Foram 6 milhões de doses de Coronavac liberadas pela Anvisa.




Divulgação


Serão 6 milhões de doses iniciais da CoronaVac liberadas pela A Agência Nacional de Vigilância Sanitária (Anvisa), nesta sexta-feira.
  
A decisão é sobre o pedido feito pelo governo de São Paulo para que também seja permitida os insumos necessários para a produção das outras 40 milhões de doses.
 
A vacina está atualmente na terceira fase de testes. A Sinovac, farmacêutica chinesa responsável pelo imunizante, ainda não obteve o registro para aplicação do imunizante
Até momento, apenas dados parciais referentes à segurança da vacina foram apresentados pelo governo de São Paulo, mas eles não foram enviados ao órgão ou publicados em revistas científicas.

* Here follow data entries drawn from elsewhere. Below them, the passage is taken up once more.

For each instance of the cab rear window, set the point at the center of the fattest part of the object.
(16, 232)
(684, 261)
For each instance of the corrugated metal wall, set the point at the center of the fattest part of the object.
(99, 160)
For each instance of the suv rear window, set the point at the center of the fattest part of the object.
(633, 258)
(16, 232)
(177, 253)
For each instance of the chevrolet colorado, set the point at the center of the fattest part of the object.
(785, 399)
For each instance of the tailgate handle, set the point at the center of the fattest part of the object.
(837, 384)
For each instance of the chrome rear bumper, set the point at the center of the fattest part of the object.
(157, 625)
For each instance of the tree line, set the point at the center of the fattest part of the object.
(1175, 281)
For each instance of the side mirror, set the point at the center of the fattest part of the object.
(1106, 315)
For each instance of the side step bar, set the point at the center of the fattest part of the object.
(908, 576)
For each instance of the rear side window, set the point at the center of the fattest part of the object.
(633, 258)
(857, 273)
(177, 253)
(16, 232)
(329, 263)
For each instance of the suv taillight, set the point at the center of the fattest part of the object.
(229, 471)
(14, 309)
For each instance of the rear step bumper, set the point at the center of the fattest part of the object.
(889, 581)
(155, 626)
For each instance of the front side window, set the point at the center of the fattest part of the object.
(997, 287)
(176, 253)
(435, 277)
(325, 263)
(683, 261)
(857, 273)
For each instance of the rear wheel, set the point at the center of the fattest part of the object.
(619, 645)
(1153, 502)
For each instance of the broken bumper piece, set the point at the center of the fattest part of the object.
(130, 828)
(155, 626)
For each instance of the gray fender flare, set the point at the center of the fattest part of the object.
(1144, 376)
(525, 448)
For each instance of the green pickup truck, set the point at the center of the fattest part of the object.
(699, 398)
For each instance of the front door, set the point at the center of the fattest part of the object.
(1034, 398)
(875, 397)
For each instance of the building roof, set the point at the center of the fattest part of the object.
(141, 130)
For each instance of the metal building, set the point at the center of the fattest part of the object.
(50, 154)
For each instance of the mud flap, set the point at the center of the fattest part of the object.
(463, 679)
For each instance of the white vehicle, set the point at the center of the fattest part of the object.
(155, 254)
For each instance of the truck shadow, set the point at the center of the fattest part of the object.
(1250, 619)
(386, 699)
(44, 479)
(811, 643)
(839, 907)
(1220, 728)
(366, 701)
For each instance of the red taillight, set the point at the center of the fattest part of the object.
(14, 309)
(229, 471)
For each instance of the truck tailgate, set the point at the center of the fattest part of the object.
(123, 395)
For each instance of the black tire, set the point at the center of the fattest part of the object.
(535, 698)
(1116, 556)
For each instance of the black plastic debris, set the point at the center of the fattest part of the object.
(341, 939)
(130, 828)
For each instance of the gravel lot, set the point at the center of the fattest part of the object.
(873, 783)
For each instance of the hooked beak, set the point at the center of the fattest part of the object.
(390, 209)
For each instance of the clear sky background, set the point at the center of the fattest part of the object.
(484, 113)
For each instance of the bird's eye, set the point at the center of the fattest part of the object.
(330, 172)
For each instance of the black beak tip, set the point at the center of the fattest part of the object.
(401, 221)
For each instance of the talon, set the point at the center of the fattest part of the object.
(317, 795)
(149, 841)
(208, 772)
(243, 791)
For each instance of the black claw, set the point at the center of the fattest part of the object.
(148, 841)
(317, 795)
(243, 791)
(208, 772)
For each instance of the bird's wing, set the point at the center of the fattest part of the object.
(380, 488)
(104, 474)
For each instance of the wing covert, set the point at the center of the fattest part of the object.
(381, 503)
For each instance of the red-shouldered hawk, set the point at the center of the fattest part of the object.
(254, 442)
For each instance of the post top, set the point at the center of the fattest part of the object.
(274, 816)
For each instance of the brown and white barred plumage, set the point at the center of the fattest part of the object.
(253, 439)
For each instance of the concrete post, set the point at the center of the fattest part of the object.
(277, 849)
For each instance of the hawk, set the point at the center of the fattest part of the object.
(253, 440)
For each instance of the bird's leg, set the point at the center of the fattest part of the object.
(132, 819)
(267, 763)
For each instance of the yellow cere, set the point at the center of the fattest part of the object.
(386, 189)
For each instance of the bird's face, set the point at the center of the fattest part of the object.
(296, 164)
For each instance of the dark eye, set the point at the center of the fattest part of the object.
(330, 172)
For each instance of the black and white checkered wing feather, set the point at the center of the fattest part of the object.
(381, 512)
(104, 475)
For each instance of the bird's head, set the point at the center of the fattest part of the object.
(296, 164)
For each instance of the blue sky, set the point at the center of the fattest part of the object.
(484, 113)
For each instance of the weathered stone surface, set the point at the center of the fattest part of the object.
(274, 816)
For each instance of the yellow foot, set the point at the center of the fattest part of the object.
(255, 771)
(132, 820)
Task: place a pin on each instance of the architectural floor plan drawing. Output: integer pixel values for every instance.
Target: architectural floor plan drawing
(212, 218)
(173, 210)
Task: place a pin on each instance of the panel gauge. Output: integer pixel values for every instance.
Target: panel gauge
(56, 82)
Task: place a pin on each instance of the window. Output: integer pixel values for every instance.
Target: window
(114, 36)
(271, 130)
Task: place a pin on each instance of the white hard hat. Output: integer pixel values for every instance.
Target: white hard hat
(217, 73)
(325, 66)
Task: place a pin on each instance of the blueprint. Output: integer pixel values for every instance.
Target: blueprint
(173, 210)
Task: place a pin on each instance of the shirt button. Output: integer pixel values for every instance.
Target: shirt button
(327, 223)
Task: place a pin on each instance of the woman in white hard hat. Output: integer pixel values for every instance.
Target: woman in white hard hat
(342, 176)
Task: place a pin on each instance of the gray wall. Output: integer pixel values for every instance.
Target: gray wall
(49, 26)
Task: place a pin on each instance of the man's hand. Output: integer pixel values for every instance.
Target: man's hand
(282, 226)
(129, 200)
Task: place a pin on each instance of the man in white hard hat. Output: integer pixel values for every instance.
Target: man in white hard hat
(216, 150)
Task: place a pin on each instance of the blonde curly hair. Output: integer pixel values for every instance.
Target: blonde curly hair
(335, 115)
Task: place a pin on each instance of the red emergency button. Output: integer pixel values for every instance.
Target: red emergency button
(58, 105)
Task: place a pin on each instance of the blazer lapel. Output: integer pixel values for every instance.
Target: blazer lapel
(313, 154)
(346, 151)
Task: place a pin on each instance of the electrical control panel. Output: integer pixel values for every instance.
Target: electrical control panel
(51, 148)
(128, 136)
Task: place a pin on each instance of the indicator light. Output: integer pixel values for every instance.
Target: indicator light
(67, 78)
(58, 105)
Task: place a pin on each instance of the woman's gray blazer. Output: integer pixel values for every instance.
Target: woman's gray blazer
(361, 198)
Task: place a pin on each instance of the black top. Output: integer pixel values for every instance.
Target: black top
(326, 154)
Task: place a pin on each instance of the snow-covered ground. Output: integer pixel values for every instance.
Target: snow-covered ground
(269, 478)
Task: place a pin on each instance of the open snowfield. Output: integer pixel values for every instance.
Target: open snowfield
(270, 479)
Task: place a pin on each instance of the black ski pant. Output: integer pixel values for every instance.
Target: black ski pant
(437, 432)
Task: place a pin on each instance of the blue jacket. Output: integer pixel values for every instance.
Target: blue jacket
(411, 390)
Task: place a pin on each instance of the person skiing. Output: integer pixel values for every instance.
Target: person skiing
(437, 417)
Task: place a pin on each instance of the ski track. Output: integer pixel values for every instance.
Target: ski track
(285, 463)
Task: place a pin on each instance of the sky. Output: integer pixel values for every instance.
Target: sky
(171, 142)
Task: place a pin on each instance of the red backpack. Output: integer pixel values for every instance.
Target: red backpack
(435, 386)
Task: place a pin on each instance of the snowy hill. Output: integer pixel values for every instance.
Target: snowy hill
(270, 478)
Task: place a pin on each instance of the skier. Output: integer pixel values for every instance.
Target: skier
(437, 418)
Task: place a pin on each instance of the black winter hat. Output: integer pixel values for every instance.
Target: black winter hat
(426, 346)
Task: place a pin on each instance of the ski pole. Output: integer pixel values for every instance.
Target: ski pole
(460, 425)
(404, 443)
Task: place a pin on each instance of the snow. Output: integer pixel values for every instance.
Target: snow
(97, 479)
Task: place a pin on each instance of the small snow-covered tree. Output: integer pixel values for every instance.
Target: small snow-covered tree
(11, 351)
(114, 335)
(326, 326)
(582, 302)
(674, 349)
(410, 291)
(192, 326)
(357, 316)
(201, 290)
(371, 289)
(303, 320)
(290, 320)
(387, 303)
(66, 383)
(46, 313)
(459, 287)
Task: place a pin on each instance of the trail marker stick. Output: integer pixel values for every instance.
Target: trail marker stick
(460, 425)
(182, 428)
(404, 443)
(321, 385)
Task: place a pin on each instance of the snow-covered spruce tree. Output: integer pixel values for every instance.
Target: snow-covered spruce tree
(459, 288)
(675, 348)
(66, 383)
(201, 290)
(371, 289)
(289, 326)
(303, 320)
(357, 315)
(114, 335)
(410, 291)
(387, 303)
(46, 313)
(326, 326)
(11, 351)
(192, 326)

A Coronavac é alvo de disputa política: na terça-feira, o Ministro da Saúde anunciou a negociação para adquirir as 46 milhões de doses. Contrariado, o presidente Jair Bolsonaro mandou cancelar a compra; ministério afirmou que "não há intenção de compra" e substituiu comunicado no site.
 
Serão 46 milhões

No total, o governo paulista fechou contrato com a chinesa Sinovac para a aquisição das 46 milhões de doses da CoronaVac. Essas primeiras 6 milhões virão prontas da China e as outras 40 milhões serão envasadas e rotuladas no Instituto Butantan a partir de material que será importado.
 
Mais cedo, também nesta sexta-feira, o diretor do Butantan, Dimas Covas, disse que o cronograma estipulado pelo governo de São Paulo está mantido, independentemente do que as autoridades paulistas apontam como um atraso da Anvisa na liberação da importação de matéria-prima da China.